E como se prepara um campeão nesta modalidade? Com muitas horas de treino, em casa ou nos bares, com consciência das fragilidades e com múltiplas opções para a preparação. Segundo José Sousa, um plano com partidas de 501 [em contagem decrescente até ao zero], dez bullseye, atingir os 100 pontos com três dardos ou os 170 pontos com nove dardos, será essencial para competir com a elite.

Após a derrota na final do Mundial, Littler não deixou o sorriso desvanecer – até porque havia enriquecido, pelo menos, 200 mil libras – e garantiu que a hora é de descanso e da família.

Como se tamanha felicidade não fosse suficiente, o jovem inglês recebeu mensagens de jogadores do Manchester United, como Jonny Evans, o número de seguidores no Instagram aproxima-se do milhão e, já esta quinta-feira, a Premier League – dos dardos – anunciou a inclusão do inglês na prova, que decorrerá entre fevereiro e maio, percorrendo o Reino Unido.

«Felizmente no último ano não fui incluído e tomaram a decisão correta ao me descartar, porque assim provei que estavam errados e aproveitei para crescer», havia dito Littler, que conta com um prémio de entrada na ordem das 60 mil libras. Na Premier League participarão outros sete atletas, entre os quais o heptacampeão Michael Van Gerwen e o campeão do mundo Luke Humphries.

Littler lembrou ao mundo a «espetacularidade» dos dardos

Para José Sousa, vice-campeão da Premier League em 2021, estar entre os melhores requer índices mentais estáveis, livres da pressão exercida pela imprensa ou pelas redes sociais. Até porque o calendário de Littler será preenchido, uma vez que competirá, em simultâneo, na Premier League, no Pro Tour e, provavelmente, no Tour europeu.

«O mediatismo e as redes sociais, por vezes, distraem os atletas do próprio rumo. Mas, creio que isso não acontecerá nos dardos», sublinha José Sousa. Aos 49 anos, e desde a província espanhola de Avila, onde reside, o atleta elege Josh Rock, de 22 anos, e Van Den Bergh, de 29 anos, como outras promessas. Em todo o caso, Littler eleva as expectativas a um patamar invejável.

«Ele faz-me lembrar o [tenista] Carlos Alcaraz, que, da noite para o dia, subiu ao topo do ranking mundial. É também um talento nato», explica o português.

Nas últimas semanas, os olhos do mundo estiveram colados ao Alexandra Palace, também graças ao crescente interesse num tal “puto” maravilha.

«Nos últimos cinco anos, as pessoas acordaram para a magnitude dos dardos.
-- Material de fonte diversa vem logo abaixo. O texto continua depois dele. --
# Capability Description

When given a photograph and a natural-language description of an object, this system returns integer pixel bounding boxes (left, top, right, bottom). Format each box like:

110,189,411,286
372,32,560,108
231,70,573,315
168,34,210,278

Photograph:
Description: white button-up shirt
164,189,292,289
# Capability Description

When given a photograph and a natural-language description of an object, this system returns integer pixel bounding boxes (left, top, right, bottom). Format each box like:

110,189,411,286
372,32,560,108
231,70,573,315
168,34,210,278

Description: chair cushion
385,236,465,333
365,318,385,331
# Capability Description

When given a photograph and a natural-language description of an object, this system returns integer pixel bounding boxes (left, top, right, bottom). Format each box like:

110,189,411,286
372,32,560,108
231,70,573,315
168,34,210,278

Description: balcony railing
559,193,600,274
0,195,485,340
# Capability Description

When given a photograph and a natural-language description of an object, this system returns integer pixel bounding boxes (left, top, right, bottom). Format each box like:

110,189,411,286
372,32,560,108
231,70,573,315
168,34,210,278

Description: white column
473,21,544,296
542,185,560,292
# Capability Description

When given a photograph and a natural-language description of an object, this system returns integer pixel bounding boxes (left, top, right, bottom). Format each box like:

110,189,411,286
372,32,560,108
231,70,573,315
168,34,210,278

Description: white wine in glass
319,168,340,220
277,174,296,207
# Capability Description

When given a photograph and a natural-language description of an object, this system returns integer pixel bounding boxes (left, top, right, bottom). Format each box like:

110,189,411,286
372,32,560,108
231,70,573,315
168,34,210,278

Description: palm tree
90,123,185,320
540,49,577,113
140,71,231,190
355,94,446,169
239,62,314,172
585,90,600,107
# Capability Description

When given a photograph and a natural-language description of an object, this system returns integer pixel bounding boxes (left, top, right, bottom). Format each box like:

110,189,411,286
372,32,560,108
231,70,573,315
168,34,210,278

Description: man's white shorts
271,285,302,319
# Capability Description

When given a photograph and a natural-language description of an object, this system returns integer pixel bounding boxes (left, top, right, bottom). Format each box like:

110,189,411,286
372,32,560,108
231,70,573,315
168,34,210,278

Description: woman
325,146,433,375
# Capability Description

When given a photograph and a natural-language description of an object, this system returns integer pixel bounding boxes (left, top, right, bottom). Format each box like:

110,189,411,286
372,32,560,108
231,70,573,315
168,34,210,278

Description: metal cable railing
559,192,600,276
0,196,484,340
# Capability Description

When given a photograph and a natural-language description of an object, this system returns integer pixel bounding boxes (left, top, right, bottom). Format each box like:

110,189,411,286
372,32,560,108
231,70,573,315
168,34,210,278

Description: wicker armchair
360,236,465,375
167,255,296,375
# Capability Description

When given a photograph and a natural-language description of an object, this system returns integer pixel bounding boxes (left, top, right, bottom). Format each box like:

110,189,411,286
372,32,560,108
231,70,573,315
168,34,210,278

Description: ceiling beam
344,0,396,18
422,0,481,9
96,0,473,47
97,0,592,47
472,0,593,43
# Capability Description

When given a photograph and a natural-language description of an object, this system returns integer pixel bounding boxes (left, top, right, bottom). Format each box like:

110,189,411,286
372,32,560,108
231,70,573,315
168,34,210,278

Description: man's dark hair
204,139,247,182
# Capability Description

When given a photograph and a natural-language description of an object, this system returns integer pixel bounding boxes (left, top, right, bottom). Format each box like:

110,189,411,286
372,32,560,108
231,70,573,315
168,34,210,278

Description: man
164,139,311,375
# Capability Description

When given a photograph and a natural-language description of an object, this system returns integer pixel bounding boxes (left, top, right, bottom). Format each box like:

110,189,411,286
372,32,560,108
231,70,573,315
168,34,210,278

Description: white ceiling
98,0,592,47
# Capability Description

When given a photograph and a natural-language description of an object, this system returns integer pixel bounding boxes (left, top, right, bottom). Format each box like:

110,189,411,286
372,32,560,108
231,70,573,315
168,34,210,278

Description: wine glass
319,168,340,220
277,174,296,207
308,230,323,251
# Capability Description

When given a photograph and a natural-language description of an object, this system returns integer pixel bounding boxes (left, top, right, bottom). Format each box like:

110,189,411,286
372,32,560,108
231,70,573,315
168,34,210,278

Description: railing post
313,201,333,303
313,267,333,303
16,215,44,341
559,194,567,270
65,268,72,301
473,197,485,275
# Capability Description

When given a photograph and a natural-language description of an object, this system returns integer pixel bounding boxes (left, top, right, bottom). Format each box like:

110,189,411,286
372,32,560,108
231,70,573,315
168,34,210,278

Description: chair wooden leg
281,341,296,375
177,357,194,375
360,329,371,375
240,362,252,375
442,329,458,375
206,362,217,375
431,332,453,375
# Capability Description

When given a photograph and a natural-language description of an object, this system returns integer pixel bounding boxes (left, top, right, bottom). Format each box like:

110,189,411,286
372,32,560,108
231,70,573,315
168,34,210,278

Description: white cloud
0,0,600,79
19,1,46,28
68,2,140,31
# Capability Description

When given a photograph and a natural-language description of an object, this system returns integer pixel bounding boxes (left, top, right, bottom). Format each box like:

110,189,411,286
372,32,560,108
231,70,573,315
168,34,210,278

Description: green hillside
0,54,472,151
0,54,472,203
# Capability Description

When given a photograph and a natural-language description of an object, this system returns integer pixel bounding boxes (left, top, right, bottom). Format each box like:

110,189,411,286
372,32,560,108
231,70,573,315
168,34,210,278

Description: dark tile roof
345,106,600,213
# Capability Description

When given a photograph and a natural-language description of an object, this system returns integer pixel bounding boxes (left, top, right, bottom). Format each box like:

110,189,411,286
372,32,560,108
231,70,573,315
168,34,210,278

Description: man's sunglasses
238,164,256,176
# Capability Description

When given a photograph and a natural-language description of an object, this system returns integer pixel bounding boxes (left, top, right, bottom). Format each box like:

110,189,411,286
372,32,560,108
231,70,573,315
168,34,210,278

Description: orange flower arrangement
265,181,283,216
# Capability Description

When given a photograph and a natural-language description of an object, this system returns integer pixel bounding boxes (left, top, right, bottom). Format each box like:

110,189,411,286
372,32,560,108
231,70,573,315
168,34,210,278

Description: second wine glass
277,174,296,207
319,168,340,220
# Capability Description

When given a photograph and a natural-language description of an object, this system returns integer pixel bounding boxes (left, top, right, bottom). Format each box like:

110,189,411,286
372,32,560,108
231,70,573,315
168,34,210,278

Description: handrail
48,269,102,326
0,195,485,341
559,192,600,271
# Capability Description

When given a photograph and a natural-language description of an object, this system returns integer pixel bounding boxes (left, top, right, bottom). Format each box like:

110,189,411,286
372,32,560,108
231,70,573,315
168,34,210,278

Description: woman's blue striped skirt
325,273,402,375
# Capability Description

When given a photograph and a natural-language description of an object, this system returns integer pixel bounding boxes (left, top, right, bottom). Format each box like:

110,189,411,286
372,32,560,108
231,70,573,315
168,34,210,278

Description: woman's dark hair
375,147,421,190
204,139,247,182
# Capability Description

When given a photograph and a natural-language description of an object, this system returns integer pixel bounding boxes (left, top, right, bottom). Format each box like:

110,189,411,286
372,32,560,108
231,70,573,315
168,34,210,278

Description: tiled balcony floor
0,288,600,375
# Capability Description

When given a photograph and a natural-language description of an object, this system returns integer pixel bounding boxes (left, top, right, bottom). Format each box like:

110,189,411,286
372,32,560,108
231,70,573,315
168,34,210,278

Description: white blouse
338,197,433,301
As redes sociais são um veículo rápido para a modalidade mostrar a sua dimensão e espetacularidade», salienta o José Sousa.

Luke Littler parte para as novas aventuras no 32.º lugar do ranking mundial – a conquista do Mundial poderia valer a subida ao nono posto – e com o estatuto de atleta profissional.

Quanto a José Sousa, o português prepara a mente para se focar, por completo, nos dardos, após cinco meses que descreve como difíceis. De olhos no futuro, o atleta de 49 anos, natural da Azambuja, retoma ainda este mês os treinos, sobretudo em casa, para, quem sabe, voltar às finais europeias.